Unit Measurement Types

The Mars Climate Orbiter met an unfortunate fate in 1999 when it unintentionally crashed into the surface of Mars. The cause? Misinterpreting the unit of measurement. This is hardly an isolated incident. Many software projects of non-trivial size struggle with a good solution for dealing with the cognitive overhead of keeping track of what unit our data is measured in. From the simple example of having to remember what time unit Thread.Sleep takes to the more complex issue of the Orbiter that sent United States customary units to a software module that expected SI units.

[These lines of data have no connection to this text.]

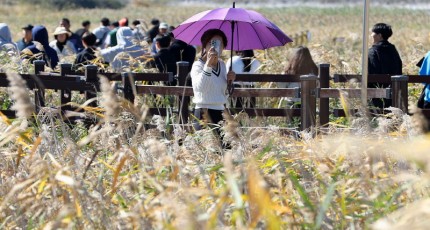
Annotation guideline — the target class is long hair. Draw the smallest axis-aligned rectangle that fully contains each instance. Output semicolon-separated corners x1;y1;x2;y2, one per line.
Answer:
284;46;318;75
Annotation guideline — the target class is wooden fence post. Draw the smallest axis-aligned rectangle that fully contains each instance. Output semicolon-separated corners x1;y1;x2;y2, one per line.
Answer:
60;63;72;114
85;65;99;107
391;75;409;113
176;61;190;124
300;75;317;130
33;60;45;114
319;63;330;127
121;72;134;104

I'm sure we've all imagined solving the problem manually, but the traditional Object Oriented solution leaves something to be desired:

class Second {
    public double Value { get; set; }
    public override +( Second a, Second b ) { 
        return new Second( a.Value + b.Value ); 
    }
    ...
}
  • There can be size issues with replacing a double with a class.
  • There can be memory issues with replacing a double with a class.
  • There can be allocation issues with overriding your operators with new ones that allocate a new object with every operation.
  • And it's not easy to stop the dreaded OnlyTakesSeconds(new Second(minute.Value)) workaround from those developers who insist that they "know what they're doing".

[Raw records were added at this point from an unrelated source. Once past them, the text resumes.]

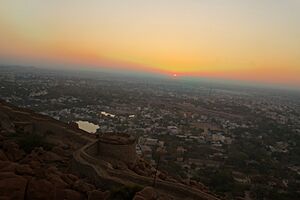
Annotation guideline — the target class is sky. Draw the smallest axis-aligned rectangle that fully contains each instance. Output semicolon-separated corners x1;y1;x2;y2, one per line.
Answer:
0;0;300;86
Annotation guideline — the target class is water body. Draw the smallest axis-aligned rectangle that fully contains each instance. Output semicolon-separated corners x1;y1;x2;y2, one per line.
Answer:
76;121;100;133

F# is one of the few languages that supports built in Measurement types.

[<Measure>] type second
[<Measure>] type minute

let onlyTakesSeconds (s : float<second>) = ...

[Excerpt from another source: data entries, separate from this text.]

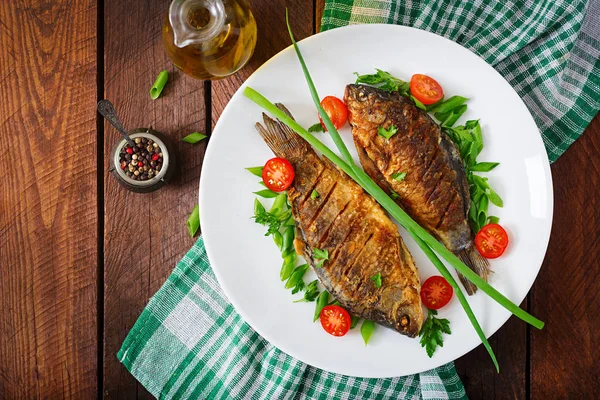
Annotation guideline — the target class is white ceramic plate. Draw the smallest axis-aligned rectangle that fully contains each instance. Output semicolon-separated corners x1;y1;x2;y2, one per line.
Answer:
200;25;553;377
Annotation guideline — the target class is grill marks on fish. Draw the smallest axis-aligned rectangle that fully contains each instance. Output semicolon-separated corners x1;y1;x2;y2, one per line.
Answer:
256;107;423;337
344;85;489;294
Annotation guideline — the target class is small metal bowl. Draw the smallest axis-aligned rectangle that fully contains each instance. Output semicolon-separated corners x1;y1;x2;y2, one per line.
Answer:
110;127;175;193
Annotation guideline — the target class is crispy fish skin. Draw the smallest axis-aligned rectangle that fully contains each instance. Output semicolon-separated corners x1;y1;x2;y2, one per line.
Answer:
256;106;423;337
344;84;489;294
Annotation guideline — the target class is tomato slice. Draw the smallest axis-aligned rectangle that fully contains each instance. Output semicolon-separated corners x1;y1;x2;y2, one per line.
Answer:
410;74;444;105
319;306;352;336
421;275;454;310
319;96;348;130
475;224;508;258
262;157;294;192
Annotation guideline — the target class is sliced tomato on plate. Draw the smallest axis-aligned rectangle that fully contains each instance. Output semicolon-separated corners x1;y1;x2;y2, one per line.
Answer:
319;96;348;130
319;305;352;336
421;275;454;310
410;74;444;106
262;157;294;192
475;224;508;258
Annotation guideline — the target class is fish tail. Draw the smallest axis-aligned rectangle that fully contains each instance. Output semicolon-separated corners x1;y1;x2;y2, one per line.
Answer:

onlyTakesSeconds( 5.0<second> ) // yes
onlyTakesSeconds( 5.0<minute> ) // compilation failure

But it doesn't stop there. F# also supports common measurement operators at compile time. Consider what happens if you end up doing physics operations:

class Second { ... }
class Meter { ... }
...
public ? CalculateVelocity( Meter distance, Second timeElapsed ) { ... }
...
var x = new Second( 5 );
var y = new Meter( 5 );

So, we're going to have to manually add a velocity class. And we're going to have to make sure that all calculations of velocity happen in a controlled location so that they aren't done incorrectly and mistyped and then sent into the system. Are we also going to need to create an acceleration class? And then I guess also a velocity type for kilometers per second. And maybe seconds squared.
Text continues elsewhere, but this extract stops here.